Using Numpy

Numpy is mainly used for performing calculations and it is based on the use of arrays (somewhat like matrices and tensors) to store data.

Installation

Conda

conda install numpy

Pip

pip install numpy

Documentation

Documentation for numpy can be found here.

Importing

import numpy as np

Creating arrays

Numpy arrays can be created from Python lists:

arr = np.array([1, 2, 3])

a_list = [1, 2, 3]
arr = np.array(a_list)

However, Numpy has several functions for creating arrays which you will use quite often. The idea is to create an array, then perform manipulations on it as you wish.

You can create an array containing only zeros (more useful than you might think):

# Create a one dimensional array of zeros
X = np.zeros((2,))
# Create a two dimensional array of zeros
X2 = np.zeros((2,10))
# and 3 dimensional...
X3 = np.zeros((2,10,3))

You can also do the same thing for arrays containing ones:

# Create a one dimensional array of ones
X = np.ones((2,))
# Create a two dimensional array of ones
X2 = np.ones((2,10))
# and 3 dimensional...
X3 = np.ones((2,10,3))

If you would like a sequence of numbers, there are two ways to do so, both of the functions below create one-dimensional arrays containing sequences of numbers from 0-100 in steps of one. Note how they specify the construction in different ways:

Y_1 = np.linspace(0, 100, num=100)
Y_2 = np.arange(0, 100, 1)

There is much more. More array creation routines can be found in the documentation.

Inspection

You can print numpy arrays, and if the array is small, that's fine...

A = np.array([1, 2, 3])
print(A)

But if the array is large, it is hard to look at!

You can look at the shape of the array:

print(A.shape)

Array Indexing

Using indices to access subsets of arrays is one of the most useful features of numpy. For one-dimensional arrays, indexing is quite similar to native Python lists.

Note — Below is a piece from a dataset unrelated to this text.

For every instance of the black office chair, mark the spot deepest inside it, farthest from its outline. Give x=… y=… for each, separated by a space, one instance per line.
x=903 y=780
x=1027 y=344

X = np.linspace(0, 100, num=100)
print(X[0]) # 0
print(X[-1]) # 100
print(X[1:]) # 1 - 100
print(X[1:10]) # 1 - 9

Things get more interesting for two-dimensional and higher arrays.

X = np.array([[1, 2, 3],[4, 5, 6]])

print(X[0,0]) # 1

print(X[0]) # [1, 2, 3]
print(X[1]) # [4, 5, 6]

print(X[:,0]) # [1, 4]
print(X[:,1]) # [2, 5]

print(X[:,1:])
# [[2, 3],
#  [5, 6]]

Combining Arrays

Arrays can be combined in various ways. Here are two examples.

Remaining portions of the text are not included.